The Almanac

Almanac --

The September Almanac

Arts & Letters

This month the UCLA Center for Communication Policy will release the first of three annual reports on violence in television entertainment programming. The reports were commissioned by the major networks, at a total cost of $1.5 million, in response to congressional pressure; as a result of their sponsorship, the networks will, presumably, be unable to distance themselves from any thorny conclusions or recommendations. Instead of simply counting the violent acts in a given show or time period--the approach historically taken by media-watchdog groups--the reports will evaluate qualitative issues such as the extent and nature of the violence, the motivation for and consequences of it, and the context and manner in which it is portrayed. Among the genres to be assessed are children's programs, prime-time shows, made-for-television and theatrical movies, PBS programs, home video rentals, and video games.

Health & Safety

September brings the opening of soccer season and a reminder that soccer injuries can be more serious than simply a kick on the shin. The chief cause of fatal injuries: falling goalposts, which have killed at least 21 people in the United States since 1979. Most of the accidents have involved unanchored homemade goals, including ones assembled by high school shop classes and community businesses; they have prompted the U.S. Consumer Product Safety Commission to issue new guidelines for the design, use, storage, and setup of movable goals. September 1, a new Federal Aviation Administration rule establishing minimum combined experience levels for two pilots flying together takes effect. At least one crew member must have 75 or more hours of experience flying the type of plane at hand. In addition, if one pilot has fewer than 100 hours of flight time in that type of plane, the senior pilot must make all takeoffs and landings in hazardous weather and at particularly hazardous airports.

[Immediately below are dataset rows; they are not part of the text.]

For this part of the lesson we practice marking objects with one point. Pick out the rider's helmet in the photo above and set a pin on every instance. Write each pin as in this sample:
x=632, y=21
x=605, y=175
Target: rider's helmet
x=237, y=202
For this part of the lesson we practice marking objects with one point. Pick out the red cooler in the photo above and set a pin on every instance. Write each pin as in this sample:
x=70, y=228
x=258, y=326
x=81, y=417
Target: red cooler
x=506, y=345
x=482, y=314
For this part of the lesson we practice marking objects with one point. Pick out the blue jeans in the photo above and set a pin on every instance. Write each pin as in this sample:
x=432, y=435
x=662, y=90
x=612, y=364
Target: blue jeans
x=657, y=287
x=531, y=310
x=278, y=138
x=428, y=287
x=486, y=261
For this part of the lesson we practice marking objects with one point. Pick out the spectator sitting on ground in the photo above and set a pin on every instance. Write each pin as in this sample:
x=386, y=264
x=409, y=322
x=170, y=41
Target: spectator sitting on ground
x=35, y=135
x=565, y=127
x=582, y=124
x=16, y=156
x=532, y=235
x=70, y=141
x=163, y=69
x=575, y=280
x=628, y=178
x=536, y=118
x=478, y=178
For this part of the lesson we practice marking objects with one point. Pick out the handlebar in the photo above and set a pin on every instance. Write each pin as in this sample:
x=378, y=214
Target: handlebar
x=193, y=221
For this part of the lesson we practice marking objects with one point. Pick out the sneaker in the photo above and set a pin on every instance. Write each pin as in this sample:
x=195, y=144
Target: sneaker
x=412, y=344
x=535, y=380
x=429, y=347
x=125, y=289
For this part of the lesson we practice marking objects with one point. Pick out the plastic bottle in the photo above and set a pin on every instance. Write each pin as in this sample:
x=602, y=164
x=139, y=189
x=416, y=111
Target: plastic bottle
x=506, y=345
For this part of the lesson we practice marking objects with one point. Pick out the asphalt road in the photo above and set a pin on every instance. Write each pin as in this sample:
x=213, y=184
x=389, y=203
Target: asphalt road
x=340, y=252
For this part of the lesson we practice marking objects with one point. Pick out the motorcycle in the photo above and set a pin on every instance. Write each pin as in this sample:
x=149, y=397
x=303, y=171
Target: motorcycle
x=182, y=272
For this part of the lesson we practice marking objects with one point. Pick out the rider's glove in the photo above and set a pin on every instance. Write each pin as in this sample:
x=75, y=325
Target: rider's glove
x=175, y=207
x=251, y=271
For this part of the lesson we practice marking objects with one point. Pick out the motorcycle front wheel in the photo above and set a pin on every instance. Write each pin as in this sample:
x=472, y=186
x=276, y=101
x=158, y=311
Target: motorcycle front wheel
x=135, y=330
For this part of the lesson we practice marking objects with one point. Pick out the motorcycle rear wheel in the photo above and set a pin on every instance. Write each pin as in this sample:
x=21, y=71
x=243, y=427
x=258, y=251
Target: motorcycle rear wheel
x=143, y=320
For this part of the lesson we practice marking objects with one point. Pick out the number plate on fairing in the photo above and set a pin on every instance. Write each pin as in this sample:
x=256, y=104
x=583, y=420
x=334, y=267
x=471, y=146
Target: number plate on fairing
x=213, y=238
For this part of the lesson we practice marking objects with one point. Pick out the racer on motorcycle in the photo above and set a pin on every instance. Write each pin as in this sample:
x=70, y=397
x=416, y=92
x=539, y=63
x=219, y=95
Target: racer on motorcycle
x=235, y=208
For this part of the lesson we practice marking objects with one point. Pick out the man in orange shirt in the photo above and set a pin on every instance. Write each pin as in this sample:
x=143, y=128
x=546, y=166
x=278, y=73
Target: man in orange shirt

September 1, the largest wind-power plant in the United States outside California goes into operation today. The 35-megawatt Windplant, in Culberson County, Texas, is expected to provide 120,000 megawatt-hours annually to the Lower Colorado River Authority and the city of Austin --enough to power 19 Fenway Parks for a season. Most of the nation's approximately 16,000 wind turbines are in California, but in at least 14 other states across the country wind-power plants are now in operation, under construction, or planned. Recent technological advances have made the costs of operating wind farms comparable to those of running conventional fossil-fuel plants, and the industry predicts that the cost of wind power will continue to drop. This year the federal government allocated nearly $50 million to research and development on wind energy--an increase of 63 percent over 1994.


September 1, a Texas ban on the "canned hunting" of exotic animals--in which hunters kill a caged or just-released animal--takes effect today. Texas is the center of this activity, which generally involves animals of breeds native to Africa and Asia but born and raised on Texas ranches or bought, usually indirectly, from zoos. Outfitters sell the opportunity to "hunt" these animals for as much as $10,000 each. 29, starting today the Riegle-Neal Interstate Banking and Branching Efficiency Act takes effect, allowing any adequately capitalized and managed bank holding company to acquire banks in other states. Ultimately the law will also allow banks to establish interstate branches. Proponents of the act cite the potential convenience for consumers who work or travel across state lines; they also argue that the act could help to forestall a repeat of the bank failures of the 1980s, if enough banks expand geographically and diversify their risks.


September 14, starting today the term "ice cream" takes on new meaning, as revisions to the Food and Drug Administration's definition of it go into effect. Ice milk will now be labeled "reduced-fat," "low-fat," or "nonfat" ice cream; in addition, ice cream sweetened with anything other than nutritive carbohydrate sweeteners (honey, sugar, corn syrup, and the like) must include the sweetener in its name. The latter requirement will be in force for only three years, after which time consumers will presumably be savvy enough to check the ingredients list for artificial sweeteners. It applies to all types of ice cream, giving rise to complaints about pending "label litter": shoppers might well be confronted with "Reduced-fat goat-milk ice cream sweetened with NutraSweet and saccharin."

The Skies

September 1-2, just at midnight EDT the Moon passes near Jupiter overhead. 8-9, Full Moon, also known this month as the Fruit or Dying Grass Moon. Because this year it is slightly closer to the Autumnal Equinox than October's full Moon, it can also be called the Harvest Moon. 20, Jupiter lies north of Antares, the bright red star at the heart of the constellation Scorpius. 23, at 8:14 A.M. EDT, the Autumnal Equinox: summer ends.

75 Years Ago

Louis Bartlett, writing in the September, 1920, issue of The Atlantic Monthly: "It is being seen more and more clearly that the community as a whole is interested in the welfare of each individual, and that, as the condition of one class improves, the condition of the entire community is bettered. We have not gone very far along this road, but the dependence of all upon each is being more clearly recognized each day. We see that causes operating injuriously to one class will presently affect all. The world is in the situation of the man who, when his wife had indigestion, took a pill, on the sound theory that, having eaten the same thing, he would have the indigestion sooner or later."